On Thursday morning, the El Centro Police Department made the decision to fire upon a 14-year-old boy wielding a meat cleaver.

Officers hit the teen with a non-lethal weapon, a shotgun of sorts that throws beanbag-like projectiles aimed at stunning an intended target.

We applaud the Police Department's decision, a decision that likely saved that boy's life.

An El Centro police spokesman said all other means of trying to get the teen to give himself up were in vain and officers at the scene feared the boy would hurt himself or others. Such a statement not only reveals the cops' compassion but their common sense.

In an age where troubled kids acting out are a dime a dozen, this situation could have easily gotten out of hand. However, El Centro police handled the situation with clarity and smarts, which seems to be a trend sweeping through police departments throughout Imperial Valley.
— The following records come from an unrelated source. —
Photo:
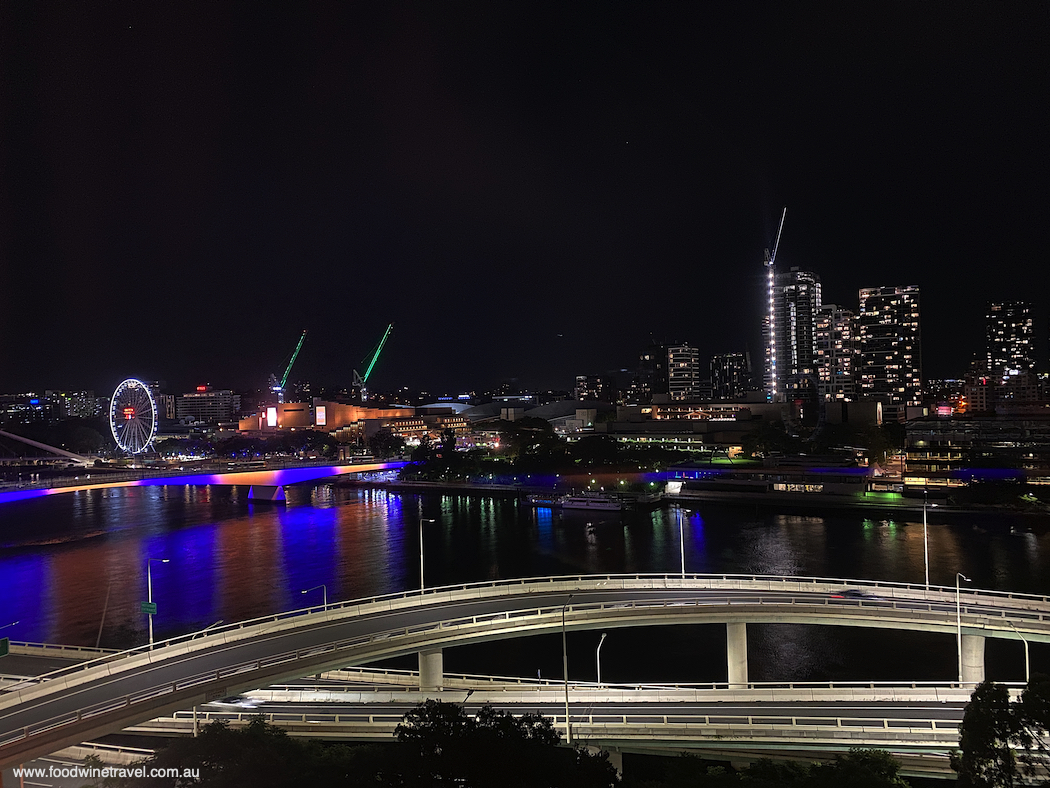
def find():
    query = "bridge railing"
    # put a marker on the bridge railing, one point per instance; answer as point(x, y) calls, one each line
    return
point(912, 593)
point(168, 688)
point(835, 725)
point(102, 476)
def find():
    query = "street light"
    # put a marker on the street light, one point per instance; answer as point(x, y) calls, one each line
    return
point(925, 536)
point(597, 657)
point(149, 591)
point(323, 591)
point(422, 584)
point(1025, 641)
point(959, 623)
point(565, 672)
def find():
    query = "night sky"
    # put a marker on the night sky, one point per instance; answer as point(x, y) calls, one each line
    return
point(528, 191)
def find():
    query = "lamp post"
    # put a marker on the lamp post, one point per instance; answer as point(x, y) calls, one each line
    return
point(959, 623)
point(925, 538)
point(565, 672)
point(681, 541)
point(421, 521)
point(1025, 641)
point(597, 657)
point(149, 591)
point(323, 591)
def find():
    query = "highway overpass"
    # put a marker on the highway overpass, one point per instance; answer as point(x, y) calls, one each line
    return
point(83, 702)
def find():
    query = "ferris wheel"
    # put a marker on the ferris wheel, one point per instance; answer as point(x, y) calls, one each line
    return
point(132, 416)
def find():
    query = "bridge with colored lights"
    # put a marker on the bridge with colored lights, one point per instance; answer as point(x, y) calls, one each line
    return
point(266, 483)
point(116, 691)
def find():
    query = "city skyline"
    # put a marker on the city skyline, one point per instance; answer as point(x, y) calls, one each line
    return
point(525, 193)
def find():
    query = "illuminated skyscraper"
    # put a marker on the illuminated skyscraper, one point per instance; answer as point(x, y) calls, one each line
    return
point(837, 353)
point(1010, 341)
point(890, 347)
point(730, 375)
point(683, 372)
point(791, 367)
It's a trend we hope will last.


We only need to look to our nearest metropolitan city just beyond the mountains to the west to see how law enforcement can overreact. Over the last decade, San Diego-area law enforcement officers have gotten a reputation, fair or not, for shooting first and asking questions later, leaving in their wake deaths, shattered families and many, many questions.

The El Centro Police Department on Thursday showed that a deep concern for those it protects, even if they are swinging cleavers, is paramount.
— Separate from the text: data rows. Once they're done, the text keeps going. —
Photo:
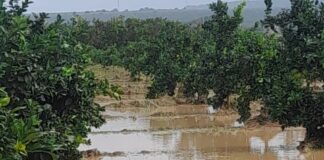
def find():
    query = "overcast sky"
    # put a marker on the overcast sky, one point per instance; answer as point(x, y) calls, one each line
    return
point(91, 5)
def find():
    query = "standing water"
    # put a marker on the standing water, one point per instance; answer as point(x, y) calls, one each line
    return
point(192, 133)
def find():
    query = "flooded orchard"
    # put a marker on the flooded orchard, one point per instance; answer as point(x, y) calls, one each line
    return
point(163, 129)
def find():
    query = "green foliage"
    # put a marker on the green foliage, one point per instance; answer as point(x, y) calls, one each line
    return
point(47, 104)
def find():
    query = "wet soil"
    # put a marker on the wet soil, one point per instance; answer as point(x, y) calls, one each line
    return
point(162, 129)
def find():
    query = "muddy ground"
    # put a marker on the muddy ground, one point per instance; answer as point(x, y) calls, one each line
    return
point(167, 128)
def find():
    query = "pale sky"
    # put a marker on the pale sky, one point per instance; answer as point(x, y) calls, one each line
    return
point(92, 5)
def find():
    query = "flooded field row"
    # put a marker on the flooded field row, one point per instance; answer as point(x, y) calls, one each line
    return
point(190, 133)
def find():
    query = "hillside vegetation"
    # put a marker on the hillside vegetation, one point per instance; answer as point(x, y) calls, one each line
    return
point(253, 12)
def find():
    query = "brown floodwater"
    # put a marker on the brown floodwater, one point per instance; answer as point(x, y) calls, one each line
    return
point(196, 135)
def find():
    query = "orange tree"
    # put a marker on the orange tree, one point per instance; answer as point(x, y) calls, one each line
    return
point(42, 71)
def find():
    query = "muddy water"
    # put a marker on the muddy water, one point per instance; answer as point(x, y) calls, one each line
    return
point(194, 135)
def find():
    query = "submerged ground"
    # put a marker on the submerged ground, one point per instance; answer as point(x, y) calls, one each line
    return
point(167, 128)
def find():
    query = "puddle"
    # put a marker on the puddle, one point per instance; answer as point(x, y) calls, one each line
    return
point(198, 137)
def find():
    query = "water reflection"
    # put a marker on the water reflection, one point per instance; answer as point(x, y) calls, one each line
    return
point(196, 137)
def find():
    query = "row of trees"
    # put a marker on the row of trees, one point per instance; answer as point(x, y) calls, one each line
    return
point(46, 96)
point(46, 99)
point(276, 64)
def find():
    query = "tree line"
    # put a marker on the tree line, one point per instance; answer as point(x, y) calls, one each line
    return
point(47, 97)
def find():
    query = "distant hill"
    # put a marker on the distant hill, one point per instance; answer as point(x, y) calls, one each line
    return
point(253, 12)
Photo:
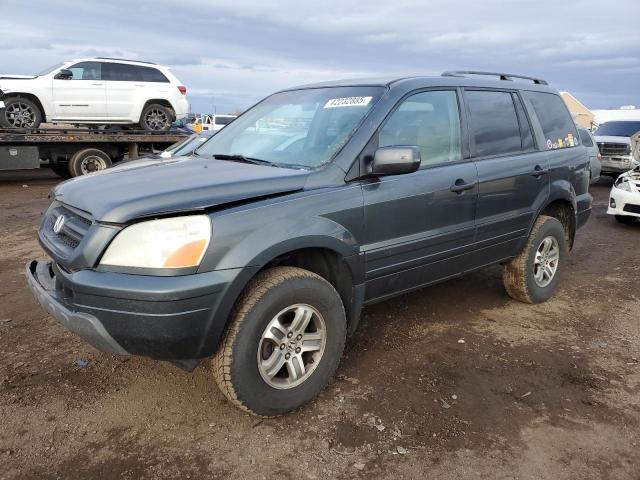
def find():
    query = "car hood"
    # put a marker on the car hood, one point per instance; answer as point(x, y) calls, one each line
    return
point(611, 139)
point(151, 187)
That being said, we also would like to applaud the other Valley law enforcement agencies reaching out to the people through proactive and community-oriented policing. Newspaper stories run over the past two days in this newspaper alone have shown such innovative and inclusive strategies are working.

The Imperial County Sheriff's Office recently nabbed one of the "Imperial Valley's Most Wanted" after its 1-month-old program's advertisements in this newspaper and on local TV station KECY led to the arrest of a fugitive spousal abuse suspect. Tips from the community did what might have required countless services hours of officers and brought a mean guy off the streets.
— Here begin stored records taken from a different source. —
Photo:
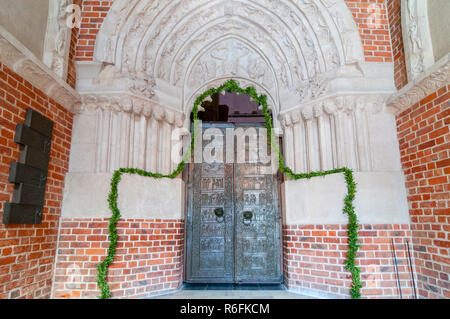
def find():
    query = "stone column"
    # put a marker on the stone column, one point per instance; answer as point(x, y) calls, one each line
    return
point(299, 142)
point(307, 113)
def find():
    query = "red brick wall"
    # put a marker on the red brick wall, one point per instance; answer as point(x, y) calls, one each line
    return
point(395, 23)
point(149, 257)
point(92, 15)
point(375, 37)
point(424, 139)
point(314, 258)
point(27, 252)
point(371, 18)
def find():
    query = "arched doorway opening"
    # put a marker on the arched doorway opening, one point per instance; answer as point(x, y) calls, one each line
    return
point(233, 224)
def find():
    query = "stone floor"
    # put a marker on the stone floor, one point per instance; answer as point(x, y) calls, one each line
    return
point(233, 292)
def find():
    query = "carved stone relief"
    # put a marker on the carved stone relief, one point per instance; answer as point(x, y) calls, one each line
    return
point(57, 38)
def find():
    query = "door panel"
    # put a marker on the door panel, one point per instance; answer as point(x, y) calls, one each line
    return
point(232, 248)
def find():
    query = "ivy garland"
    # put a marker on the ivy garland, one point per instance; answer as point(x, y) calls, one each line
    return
point(232, 86)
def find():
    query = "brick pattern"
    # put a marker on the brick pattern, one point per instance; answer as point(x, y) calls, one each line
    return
point(92, 15)
point(373, 24)
point(27, 252)
point(395, 23)
point(370, 16)
point(149, 257)
point(424, 140)
point(314, 257)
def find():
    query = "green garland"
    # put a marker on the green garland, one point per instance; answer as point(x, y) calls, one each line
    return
point(232, 86)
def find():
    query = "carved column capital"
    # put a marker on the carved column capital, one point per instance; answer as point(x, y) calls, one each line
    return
point(307, 113)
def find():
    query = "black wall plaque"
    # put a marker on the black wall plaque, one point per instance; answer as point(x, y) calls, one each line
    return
point(30, 173)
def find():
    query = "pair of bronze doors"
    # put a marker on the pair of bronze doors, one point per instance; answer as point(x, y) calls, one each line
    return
point(233, 222)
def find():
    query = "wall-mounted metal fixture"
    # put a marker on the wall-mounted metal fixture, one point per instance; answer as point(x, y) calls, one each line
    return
point(30, 172)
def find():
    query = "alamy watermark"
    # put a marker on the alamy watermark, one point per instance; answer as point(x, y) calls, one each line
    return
point(227, 145)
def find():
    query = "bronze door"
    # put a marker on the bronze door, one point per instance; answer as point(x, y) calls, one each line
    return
point(233, 231)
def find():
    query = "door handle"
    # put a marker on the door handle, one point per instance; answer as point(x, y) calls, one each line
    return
point(247, 217)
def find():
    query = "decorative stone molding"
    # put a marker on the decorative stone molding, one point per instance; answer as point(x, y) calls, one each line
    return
point(20, 60)
point(184, 44)
point(433, 79)
point(122, 130)
point(57, 38)
point(124, 102)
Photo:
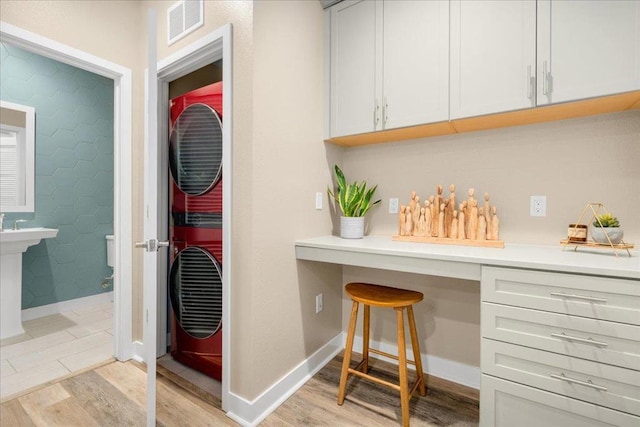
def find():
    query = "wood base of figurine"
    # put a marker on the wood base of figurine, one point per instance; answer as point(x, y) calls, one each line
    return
point(448, 241)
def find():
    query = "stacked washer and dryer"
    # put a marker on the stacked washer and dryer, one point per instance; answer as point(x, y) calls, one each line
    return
point(195, 230)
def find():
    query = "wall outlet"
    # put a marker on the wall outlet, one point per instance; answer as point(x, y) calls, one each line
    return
point(538, 206)
point(393, 205)
point(318, 303)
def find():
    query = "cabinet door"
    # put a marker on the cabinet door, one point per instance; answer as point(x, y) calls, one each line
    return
point(416, 62)
point(354, 107)
point(587, 49)
point(493, 52)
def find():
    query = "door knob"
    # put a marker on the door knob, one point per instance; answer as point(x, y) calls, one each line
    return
point(152, 245)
Then there's the Tuesday afternoon incident in which a Brawley police officer tussling with a burglary suspect was aided in his efforts to subdue a knife-carrying offender by a Brawley citizen and a member of the department's civilian COMBAT team, which helps Brawley police keep an eye on the city.

Both incidents show the community's willingness to help keep its streets safe, at the same time showing that a law enforcement agency willing to involve and respect the community for which it works is better, more effective and more humane.